How to Evaluate $\lim_{x\to0}\frac{(1-x)^{1/3}-1}{4^x-3^x}$?

Question

How to find this limit without using L'Hospital rule

$$\lim_{x\to0}\frac{(1-x)^{1/3}-1}{4^x-3^x}$$

Answer 1

$Step\,1.$ $(1+x)^a = 1+ax + O(x^2)$ for all a and all $x$ with $|x|<1$

$Step\,2.$ $ 4^x - 3^x= 4^x\left(1-\left(\frac34\right)^x\right)$

$Step\,3.$ $(3/4)^x = \exp(x \ln(3/4)) = 1+ x \ln(3/4)+ \frac{x^2}2 \ln^2(3/4)+ O(x^3)$.

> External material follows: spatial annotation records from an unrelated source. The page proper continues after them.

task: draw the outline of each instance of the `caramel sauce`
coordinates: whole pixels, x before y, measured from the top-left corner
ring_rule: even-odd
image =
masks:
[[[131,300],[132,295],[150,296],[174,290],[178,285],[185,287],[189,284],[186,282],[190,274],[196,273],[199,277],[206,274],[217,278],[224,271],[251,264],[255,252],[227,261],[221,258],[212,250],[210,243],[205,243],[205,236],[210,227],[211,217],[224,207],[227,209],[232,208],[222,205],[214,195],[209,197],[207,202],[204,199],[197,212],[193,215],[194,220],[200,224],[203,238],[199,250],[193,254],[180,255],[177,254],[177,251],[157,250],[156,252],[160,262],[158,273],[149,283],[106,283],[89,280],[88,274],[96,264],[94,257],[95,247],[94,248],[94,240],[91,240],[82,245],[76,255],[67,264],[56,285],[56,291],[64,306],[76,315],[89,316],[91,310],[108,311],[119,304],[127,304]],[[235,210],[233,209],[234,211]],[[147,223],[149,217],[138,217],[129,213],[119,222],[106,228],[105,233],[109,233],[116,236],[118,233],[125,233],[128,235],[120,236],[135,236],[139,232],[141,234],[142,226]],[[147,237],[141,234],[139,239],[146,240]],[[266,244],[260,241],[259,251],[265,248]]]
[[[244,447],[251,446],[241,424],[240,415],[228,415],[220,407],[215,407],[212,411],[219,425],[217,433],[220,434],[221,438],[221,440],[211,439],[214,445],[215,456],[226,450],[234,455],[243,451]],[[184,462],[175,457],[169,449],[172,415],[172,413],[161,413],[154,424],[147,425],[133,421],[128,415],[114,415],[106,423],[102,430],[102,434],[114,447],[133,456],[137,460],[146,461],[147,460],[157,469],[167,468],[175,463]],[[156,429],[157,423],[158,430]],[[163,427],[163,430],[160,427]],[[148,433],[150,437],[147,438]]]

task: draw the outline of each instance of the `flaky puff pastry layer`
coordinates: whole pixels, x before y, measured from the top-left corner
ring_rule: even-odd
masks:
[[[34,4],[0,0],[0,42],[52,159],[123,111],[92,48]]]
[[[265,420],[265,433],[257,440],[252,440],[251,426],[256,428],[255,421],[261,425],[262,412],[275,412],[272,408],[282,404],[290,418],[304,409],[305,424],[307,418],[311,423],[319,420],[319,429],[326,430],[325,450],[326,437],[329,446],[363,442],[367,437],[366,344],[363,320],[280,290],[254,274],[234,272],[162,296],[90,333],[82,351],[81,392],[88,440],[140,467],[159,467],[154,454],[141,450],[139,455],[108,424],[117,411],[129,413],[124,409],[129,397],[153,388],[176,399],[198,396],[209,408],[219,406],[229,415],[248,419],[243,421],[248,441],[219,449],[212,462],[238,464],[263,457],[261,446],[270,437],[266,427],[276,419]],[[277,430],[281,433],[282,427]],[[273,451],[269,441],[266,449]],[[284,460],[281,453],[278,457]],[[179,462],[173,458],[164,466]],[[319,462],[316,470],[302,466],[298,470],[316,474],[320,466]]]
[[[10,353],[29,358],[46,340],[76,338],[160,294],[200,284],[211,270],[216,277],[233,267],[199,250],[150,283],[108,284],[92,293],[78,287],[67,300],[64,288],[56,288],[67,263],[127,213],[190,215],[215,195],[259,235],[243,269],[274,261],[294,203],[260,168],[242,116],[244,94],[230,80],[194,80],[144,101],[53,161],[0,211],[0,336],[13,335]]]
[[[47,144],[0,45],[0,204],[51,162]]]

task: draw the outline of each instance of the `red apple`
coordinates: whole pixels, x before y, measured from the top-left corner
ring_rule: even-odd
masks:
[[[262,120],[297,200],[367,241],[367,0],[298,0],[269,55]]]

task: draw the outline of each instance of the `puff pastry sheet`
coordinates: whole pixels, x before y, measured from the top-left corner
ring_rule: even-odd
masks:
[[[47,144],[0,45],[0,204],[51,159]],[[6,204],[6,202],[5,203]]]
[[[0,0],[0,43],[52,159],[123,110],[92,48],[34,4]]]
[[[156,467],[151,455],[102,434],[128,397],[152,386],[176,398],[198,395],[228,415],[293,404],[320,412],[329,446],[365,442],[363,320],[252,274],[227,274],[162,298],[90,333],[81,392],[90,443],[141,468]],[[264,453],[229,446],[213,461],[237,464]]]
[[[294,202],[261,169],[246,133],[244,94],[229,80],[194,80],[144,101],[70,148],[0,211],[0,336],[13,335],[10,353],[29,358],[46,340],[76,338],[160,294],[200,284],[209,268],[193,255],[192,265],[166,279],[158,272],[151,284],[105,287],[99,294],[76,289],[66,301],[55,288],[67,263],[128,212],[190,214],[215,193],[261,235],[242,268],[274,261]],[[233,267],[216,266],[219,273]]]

$Step\,4.$ The limit $L= \lim_{x \to 0} \frac{(1-\frac13x + O(x^2)-1)}{4^x ( -x \ln(3/4)+O(x^2))}= \lim_{x \to 0} \frac{-\frac13 x}{ -x\ln3/4 }=-\frac1{3\ln4/3}.$

Answer 2

Use, binomial expansion of $(1-x)^{1/3}$ & Taylor's series expansion of $4^x$ & $3^x$ as follows $$\lim_{x\to 0}\frac{(1-x)^{1/3}-1}{4^x-3^x}$$ $$=\lim_{x\to 0}\frac{\left(1+\frac{\frac{1}{3}}{1!}(-x)+\frac{\frac{1}{3}\left(\frac{1}{3}-1\right)}{2!}(-x)^2+\ldots\right)-1}{\left(1+x\ln 4+\frac{x^2}{2!}(\ln 4)^2+\ldots\right)-\left(1+x\ln 3+\frac{x^2}{2!}(\ln 3)^2+\ldots\right)}$$ $$=\lim_{x\to 0}\frac{\frac{\frac{1}{3}}{1!}(-x)+\frac{\frac{1}{3}\left(\frac{1}{3}-1\right)}{2!}(-x)^2+\ldots}{\left(x\ln 4+\frac{x^2}{2!}(\ln 4)^2+\ldots\right)-\left(x\ln 3+\frac{x^2}{2!}(\ln 3)^2+\ldots\right)}$$ Dividing numerator & denominator by $x$, $$=\lim_{x\to 0}\frac{-\frac{1}{3}+\frac{\frac{1}{3}\left(\frac{1}{3}-1\right)}{2!}(x)+\ldots}{\left(\ln 4+\frac{x}{2!}(\ln 4)^2+\ldots\right)-\left(\ln 3+\frac{x}{2!}(\ln 3)^2+\ldots\right)}$$

$$=\frac{-\frac{1}{3}+0}{\left(\ln 4+0\right)-\left(\ln 3+0\right)}$$ $$=\color{red}{-\frac{1}{3\ln\left(\frac{4}{3}\right)}}$$

Answer 3

Hint: $$ \lim_{x\to0}\frac{(1-x)^{1/3}-1}{4^x-3^x}= \lim_{x\to0} \frac {\dfrac{(1-x)^{1/3}-1}{x}} {\dfrac{4^x-1}{x}-\dfrac{3^x-1}{x}} $$ Compute each of the three parts and you're done.